More generally, it would be nice if the history table displayed the sum all the time as that is what I am interested in (I know I can create a new template sensor of course to represent the sum, but I would prefer not to).
The statistics tables (both short term and long term) track both state and sum. However I don’t know what state actually is, in that context. I think it is the last state in that 5-minute (or 1-hour) window. It’s not very useful, but there shouldn’t be a discontinuity.
My point is that the history graph should show the following in order of descending priority:
state from states table (recorder database, which has every state change, stored until your recorder purge settings)
state from short_term_statistics table (which are every 5 minutes, stored until your recorder purge settings)
state from statistics table (long term statistics, which are hourly, stored indefinitely)
It shouldn’t display the sum at any point, so there shouldn’t be any discontinuity.

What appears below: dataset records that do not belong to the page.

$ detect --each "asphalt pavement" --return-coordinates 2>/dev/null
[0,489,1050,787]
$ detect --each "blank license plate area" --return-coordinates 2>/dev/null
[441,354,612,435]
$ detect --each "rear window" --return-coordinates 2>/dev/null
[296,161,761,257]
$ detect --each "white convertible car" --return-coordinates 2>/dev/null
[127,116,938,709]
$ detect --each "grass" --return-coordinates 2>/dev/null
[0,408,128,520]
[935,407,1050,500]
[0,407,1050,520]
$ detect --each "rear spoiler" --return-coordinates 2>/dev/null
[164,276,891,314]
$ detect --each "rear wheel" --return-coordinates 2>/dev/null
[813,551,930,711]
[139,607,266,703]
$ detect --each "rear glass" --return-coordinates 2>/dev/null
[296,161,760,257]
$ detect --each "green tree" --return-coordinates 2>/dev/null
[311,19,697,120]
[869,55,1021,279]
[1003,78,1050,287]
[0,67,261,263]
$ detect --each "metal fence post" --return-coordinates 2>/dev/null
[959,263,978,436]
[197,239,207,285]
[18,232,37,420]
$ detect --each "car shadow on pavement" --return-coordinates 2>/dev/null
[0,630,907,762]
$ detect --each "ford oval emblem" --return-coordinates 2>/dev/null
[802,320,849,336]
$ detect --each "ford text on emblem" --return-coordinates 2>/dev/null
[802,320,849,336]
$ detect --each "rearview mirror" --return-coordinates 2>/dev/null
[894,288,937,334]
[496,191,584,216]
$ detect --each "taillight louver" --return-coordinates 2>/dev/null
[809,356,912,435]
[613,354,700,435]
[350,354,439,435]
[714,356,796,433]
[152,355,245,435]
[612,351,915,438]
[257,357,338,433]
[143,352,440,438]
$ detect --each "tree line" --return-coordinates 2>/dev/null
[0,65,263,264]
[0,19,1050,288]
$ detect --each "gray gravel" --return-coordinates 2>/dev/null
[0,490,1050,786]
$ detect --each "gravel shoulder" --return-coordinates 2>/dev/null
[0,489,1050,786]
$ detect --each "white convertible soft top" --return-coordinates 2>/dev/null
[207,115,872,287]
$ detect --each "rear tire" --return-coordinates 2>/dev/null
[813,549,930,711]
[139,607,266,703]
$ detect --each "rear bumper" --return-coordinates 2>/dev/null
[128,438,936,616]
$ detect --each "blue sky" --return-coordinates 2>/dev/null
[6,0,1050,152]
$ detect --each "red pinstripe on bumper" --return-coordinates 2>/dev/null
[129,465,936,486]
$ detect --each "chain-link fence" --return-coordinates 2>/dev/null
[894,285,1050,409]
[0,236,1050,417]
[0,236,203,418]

However, if you do want to see the sum, you can use a statistics graph card, and with that card set to show the sum, you will see the sum data from whichever source provides the data from the “Period” you select. For example if you select a period of 5 minutes, you can see the data from the short-term statistics table, and if you select a history longer than your recorder purge settings, it won’t show any data. If you then change to “hourly” or a longer period, you will get data all the way back to whenever that sensor was created in HA because it is coming from the statistics table which is the long-term statistics captured indefinitely.
You can also use the statistics card to view the hourly state data if you want to get a preview of what the history view will show when you are outside your purge settings. No need to wait 29 days, you can just view it now.
Ahhhh… that makes total sense.
I forgot that when has_sum is true, that both the state and the sum are recorded vs. when has_mean is true only the mean/min/max are recorded but not the state itself…
I assume that the state recorded when has_sum is true is the last state before the end of the relevant statistics time window.
Thanks again for bearing with me and helping me through all this!!!